Kevin McNew and Cody Bills
The Grain Hedge Team provides a macro-focused daily view of the world’s grain markets. Kevin McNew, President of Grain Hedge and GeoGrain, received a bachelor’s degree from Oklahoma State University and his master’s and Ph.D. degrees in Economics from North Carolina State University. He spent 10 years as a Professor of Economics with the University of Maryland and Montana State University focusing on commodity markets and is widely regarded for his ability to boil-down complex economic situations into easy-to-understand concepts for applied life. Cody Bills received his Business Administration degree, concentrating on finance, from the University of Vermont. Beginning his career as an analyst for a local investment firm, Cody’s insight and understanding of the grain markets has led to national publication as well as an invitation to host Grain TV daily and be a regular guest on AgWeb Radio.
A Good Run on Basis, But It May Be Done
Mar 26, 2009
There have been few bright spots in the grain market this year. Eroding end-user demand, a weak economy, and ample stocks have all led to staggering losses in grain futures since harvest of 2008. But, the one silver lining is the strong improvement in basis over the last 6 months.
Since November 1, 2008, US average corn basis has gained 40 cents a bushel while soybeans are up 60 cents a bushel against May futures. In contrast, last year corn basis had only inched higher by 15 cents while soybean basis was mostly unchanged over this same time period. So what has helped fuel basis gains this year?
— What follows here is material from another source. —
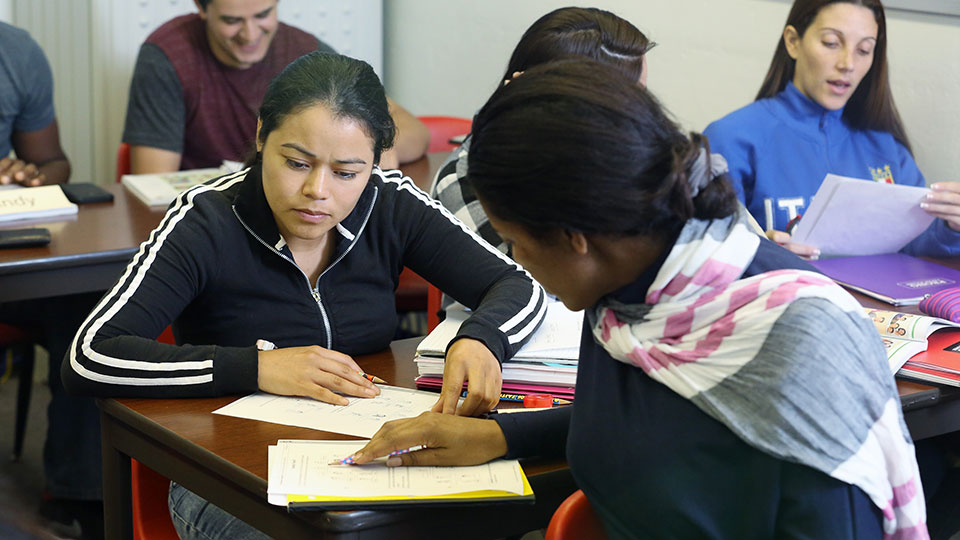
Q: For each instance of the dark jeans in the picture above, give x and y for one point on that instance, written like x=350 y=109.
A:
x=195 y=518
x=71 y=453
A combination of improving grain transportation, combined with ample crops and tight-fisted farmers have kept basis levels on the upward climb over this marketing year. Barge rates in particular have corrected sharply over the last 6 months thanks to a weak economy, lower fuel costs and sluggish grain export demands. Current barge rates are at the lowest level we’ve seen in nearly two years and off nearly $1 a bushel since their peak last Fall.
At harvest, farmers also seemed more willing to hold tight to corn stocks than beans. Based on USDA’s survey of on-farm stocks of corn and beans, farmers kept more of their corn relative to beans than they had for the last 5 years. That means that grain users had to bid harder later in the season to get beans out of the hands of farmers and combined with strong bean exports has helped lift bean basis more so than corn.
Although basis levels have been higher, some parts of the US have not faired as well. For both corn and beans, basis levels have seen the best gains in areas associated with river movement, pinned to lower barge rates and strong bean export business. In the Western Cornbelt and Plains, basis levels have been relatively weaker in part tied to weak feed demand and ethanol users.
While it’s been a great run for basis, don’t expect the gains to continue. Seasonally, the second-half of the marketing year is weaker than the first-half so the odds against a prolonged rally seem unlikely. Furthermore, barge rates have likely bottomed and the possibility of river flooding could limit barge traffic and drive down basis at key river terminals. Finally, as futures prices have recovered, farmers have rewarded the rally by increasing cash movement which has eased grain basis levels. With limited prospects for changing end-user demand, expect basis levels to top out and move lower over the coming weeks. Once farmers return to the fields for planting, basis levels might show some further upside movement.